I know similar questions have been asked and answered before, but I simply haven't been able to translate those solutions to my own problem (disclaimer: I'm not a developer).
This is the beginning of my JSON file (each new "entry" starts at "_index"):
{
"took": 83,
"timed_out": false,
"_shards": {
"total": 3,
"successful": 3,
"failed": 0
},
"hits": {
"total": 713628,
"max_score": 1.3753585,
"hits": [{
"_index": "offentliggoerelser-prod-20161006",
"_type": "offentliggoerelse",
"_id": "urn:ofk:oid:5135592",
"_score": 1.3753585,
"_source": {
"cvrNummer": 89986915,
"indlaesningsId": "AUzWhUXw3pscZq1LGK_z",
"sidstOpdateret": "2015-04-20T10:53:09.154Z",
"omgoerelse": false,
"regNummer": null,
"offentliggoerelsestype": "regnskab",
"regnskab": {
"regnskabsperiode": {
"startDato": "2014-01-01",
"slutDato": "2014-12-31"
}
},
"indlaesningsTidspunkt": "2015-04-20T11:10:53.529Z",
"sagsNummer": "X15-AA-66-TA",
"dokumenter": [{
"dokumentUrl": "http://regnskaber.virk.dk/51968998/ZG9rdW1lbnRsYWdlcjovLzAzLzdlL2I5L2U2LzlkLzIxN2EtNDA1OC04Yjg0LTAwZGJlNzUwMjU3Yw.pdf",
"dokumentMimeType": "application/pdf",
"dokumentType": "AARSRAPPORT"
}, {
"dokumentUrl": "http://regnskaber.virk.dk/51968998/ZG9rdW1lbnRsYWdlcjovLzAzLzk0LzNlL2RjL2Q4L2I1NjUtNGJjZC05NzJmLTYyMmE4ZTczYWVhNg.xhtml",
"dokumentMimeType": "application/xhtml+xml",
"dokumentType": "AARSRAPPORT"
}, {
"dokumentUrl": "http://regnskaber.virk.dk/51968998/ZG9rdW1lbnRsYWdlcjovLzAzLzc5LzM3LzUwLzMxL2NjZWQtNDdiNi1hY2E1LTgxY2EyYjRmOGYzMw.xml",
"dokumentMimeType": "application/xml",
"dokumentType": "AARSRAPPORT"
}],
"offentliggoerelsesTidspunkt": "2015-04-20T10:53:09.075Z"
}
},
More specifically, I'm trying to extract all "dokumentUrl" where "dokumentMimeType" is equal to "application/xhtml+xml".

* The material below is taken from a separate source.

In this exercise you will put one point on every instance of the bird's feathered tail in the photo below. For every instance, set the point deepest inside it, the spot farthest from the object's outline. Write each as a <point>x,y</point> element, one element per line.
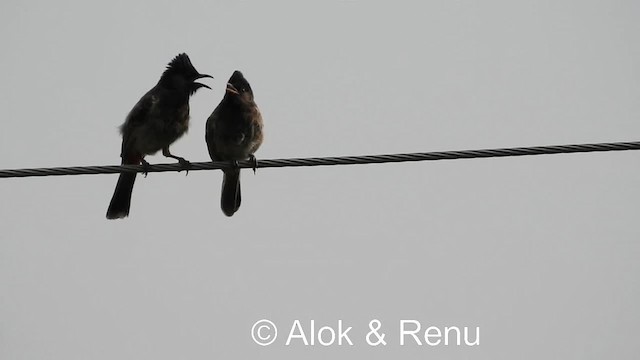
<point>230,201</point>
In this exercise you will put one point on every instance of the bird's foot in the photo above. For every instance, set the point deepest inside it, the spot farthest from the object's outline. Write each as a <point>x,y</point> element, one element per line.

When I use something simple like this:
import json
from pprint import pprint
with open('output.json') as data_file:
data = json.load(data_file)
pprint(data['hits']['hits'][0]['_source']['dokumenter'][1]['dokumentUrl'])
I get the first URL that matches my criteria. But how do I create a list of all URLs (all 713.628 of them) from the file with the criteria mentioned above and export it to a CSV file?
I should probably mention that my end goal is to create a program that can loop scrape my list of URLs (I'll save that for another post!).